ILLUSTRATION 50 On the opposite end of the hoop, cut with a knife as shown, until the inner side (ILLUSTRATION 51) and the outer side (ILLUSTRATION 52) are finished.

ILLUSTRATION 51

ILLUSTRATION 52

ILLUSTRATION 53 Step 19: Bend the hoop around your knee to make it curve, and hook the ends of the hoop together (right).

ILLUSTRATION 54 Trim the edges with a pocketknife (top), and shave the inside of the joint (where the ends come together) with a pocketknife to fit flush with hoop. Finished hoop should appear as shown (bottom).

ILLUSTRATION 55 Step 20: Put the hoop around the churn and force it down to the bottom (head) of the churn with a hammer and stick of wood—keep the thick edge of the hoop up, toward the narrow (top) part of the churn.

ILLUSTRATION 56 Step 21: With a pocketknife, trim off some of the thickness of the top side of the hoop. Smooth the outside of the churn with a rasp again.

ILLUSTRATION 57 Step 22: Add three more hoops, using the same procedure. With a handsaw, cut off the staves at top to even them. Use a rasp to smooth the top and bevel the edge.

ILLUSTRATION 58 Step 23: For the lid, obtain the circumference using the same procedure as for the head (ILLUSTRATION 27-ILLUSTRATION 36). For groove on the underside of the lid, use a handsaw and trim with a pocketknife and rasp. Drill a hole slightly larger than the diameter of the dasher handle in the center.

ILLUSTRATION 59 The top should fit right on top of the churn, with a hole in the middle that the dasher handle can easily slide through.

ILLUSTRATION 60 Step 24: For the dasher handle, use oak or maple and turn on a foot-powered lathe (see Foxfire 2, p.164), leaving an extra chunk of thickness toward the bottom to prevent the crosspieces from being forced up the handle (top). Use two pieces of cedar for the crosspieces, shaped as shown. Drill a hole in the middle of the crosspieces to fit the stick in. Smooth with a pocketknife and force the crosspieces onto the handle. Small nails or pegs can be driven in the bottom to hold the cross-pieces securely to the handle (bottom).
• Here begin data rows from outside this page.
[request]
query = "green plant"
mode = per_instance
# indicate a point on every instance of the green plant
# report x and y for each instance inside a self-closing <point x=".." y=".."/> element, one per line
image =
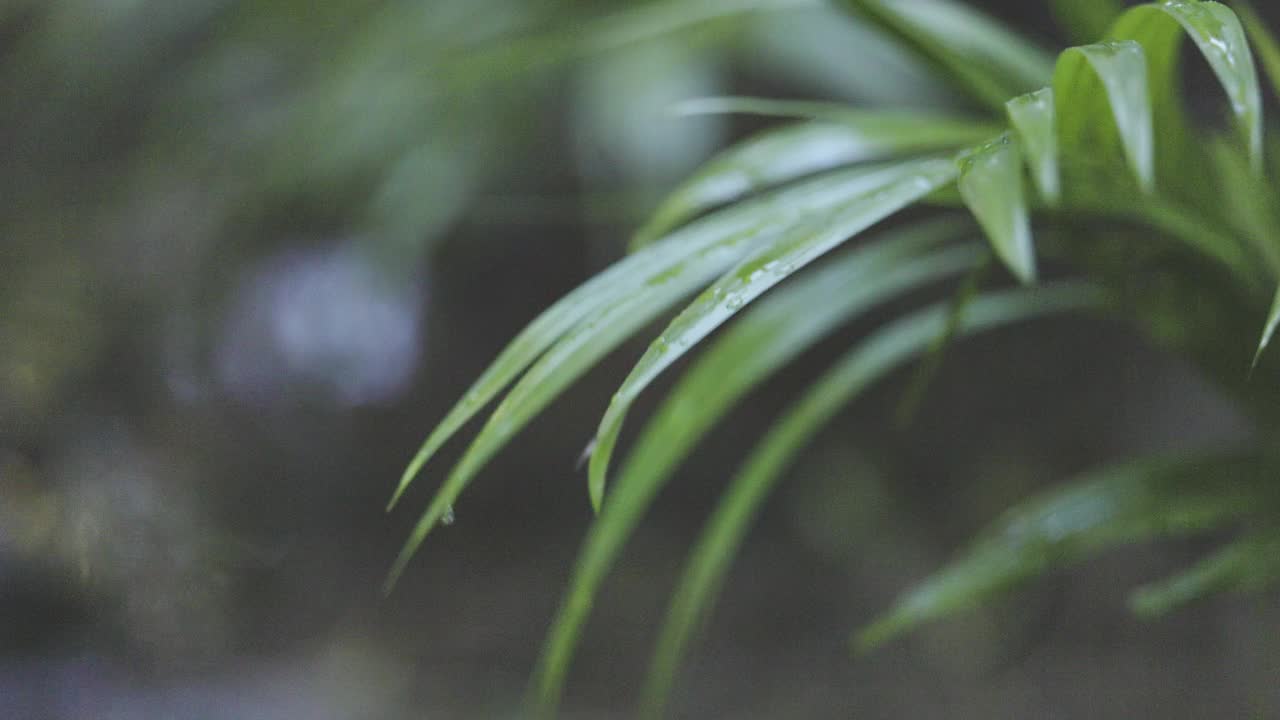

ILLUSTRATION 61 This 145-year-old churn, passed on to one of our contacts by his grandmother, shows how accurately Alex Stewart has maintained the traditional pattern for his own churns. The difference is that the churn (and the equally old wooden bowl) pictured here are made of yellow poplar—a wood more frequently used than cedar, as it would not affect the taste of the butter in the way cedar might.